The end of antibiotics is at hand. “We’re here. We’re in the post-antibiotic era. There are patients for whom we have no therapy, and we are literally in a position of having a patient in a bed who has an infection, something that five years ago even we could have treated, but now we can’t,” Dr. Arjun Srinivasan, associate director at the CDC told PBS Frontline back in 2013.
“It’s hard to imagine worse news for public health in the United States,” Lance Price, director of the Antibiotic Resistance Action Center and a George Washington University professor said in a statement Thursday about the Pennsylvania case.
The rapid evolution of antibiotic-resistant bacteria is linked to overuse of antibiotics on livestock. According to Price, the common use of colistin on livestock in China likely led to the evolution of the resistance gene.
Antibiotics are intended to kill all bacteria targeted, but the bacteria which survive develop a resistance to the medicine and are able to pass the trait on through reproduction. Because most bacteria reproduces quickly, the evolution happens fast. This is leading to what are being deemed “superbugs,” or infectious diseases completely resistant to antibiotic medicines which will leave people who contract treatable infections such as E.coli, MRSA, or gonorrhea unresponsive to treatments.
Price said this gene was first detected in November and now colistin-resistant E. coli has found its way into pigs and a person in the United States. Price observed:
“If our leaders were waiting to act until they could see the cliff’s edge—I hope this opens their eyes to the abyss that lies before us.”

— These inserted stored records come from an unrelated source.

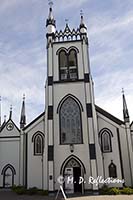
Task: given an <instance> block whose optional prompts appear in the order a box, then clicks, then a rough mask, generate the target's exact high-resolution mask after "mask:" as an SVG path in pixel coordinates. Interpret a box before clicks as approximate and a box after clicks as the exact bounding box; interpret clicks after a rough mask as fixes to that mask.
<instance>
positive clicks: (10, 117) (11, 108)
mask: <svg viewBox="0 0 133 200" xmlns="http://www.w3.org/2000/svg"><path fill="white" fill-rule="evenodd" d="M9 119H12V105H10V114H9Z"/></svg>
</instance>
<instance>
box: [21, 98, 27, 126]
mask: <svg viewBox="0 0 133 200" xmlns="http://www.w3.org/2000/svg"><path fill="white" fill-rule="evenodd" d="M25 124H26V115H25V95H23V102H22V109H21V117H20V128H24V126H25Z"/></svg>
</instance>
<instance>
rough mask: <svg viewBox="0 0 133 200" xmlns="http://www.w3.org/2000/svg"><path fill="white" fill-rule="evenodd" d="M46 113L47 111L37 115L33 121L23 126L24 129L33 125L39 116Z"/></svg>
mask: <svg viewBox="0 0 133 200" xmlns="http://www.w3.org/2000/svg"><path fill="white" fill-rule="evenodd" d="M44 114H45V112H43V113H41V114H40V115H39V116H38V117H36V118H35V119H34V120H33V121H31V122H30V123H29V124H27V126H25V127H24V128H23V130H26V129H27V128H28V127H29V126H31V125H32V124H33V123H34V122H36V121H37V120H38V119H39V118H41V117H42V116H43V115H44Z"/></svg>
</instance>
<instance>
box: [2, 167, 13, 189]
mask: <svg viewBox="0 0 133 200" xmlns="http://www.w3.org/2000/svg"><path fill="white" fill-rule="evenodd" d="M1 174H2V175H3V187H4V188H11V187H12V186H13V185H14V175H15V174H16V172H15V169H14V167H13V166H12V165H10V164H8V165H6V166H5V167H4V168H3V170H2V173H1Z"/></svg>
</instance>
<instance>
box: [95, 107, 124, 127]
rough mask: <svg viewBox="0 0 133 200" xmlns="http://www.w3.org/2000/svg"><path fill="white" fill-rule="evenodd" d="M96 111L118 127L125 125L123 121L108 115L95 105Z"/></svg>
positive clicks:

Research into antibiotics is not profitable for drug companies so the last new class of antibiotics was discovered in the 1980s. Drugs that are taken daily are more profitable for pharmaceutical companies than antibiotic taken only for a few days.
“In private sector for many companies it doesn't make financial sense,” Dr. Yohei Doi, a University of Pittsburgh infectious disease professor who specializes in antimicrobial resistance research, said. “It's getting in the way of the necessary innovation in the field.”
Congress should be funding more research into discovering new antibiotics, but that would mean admitting bacteria are evolving and the free market isn’t working. Welcome to the edge of the abyss.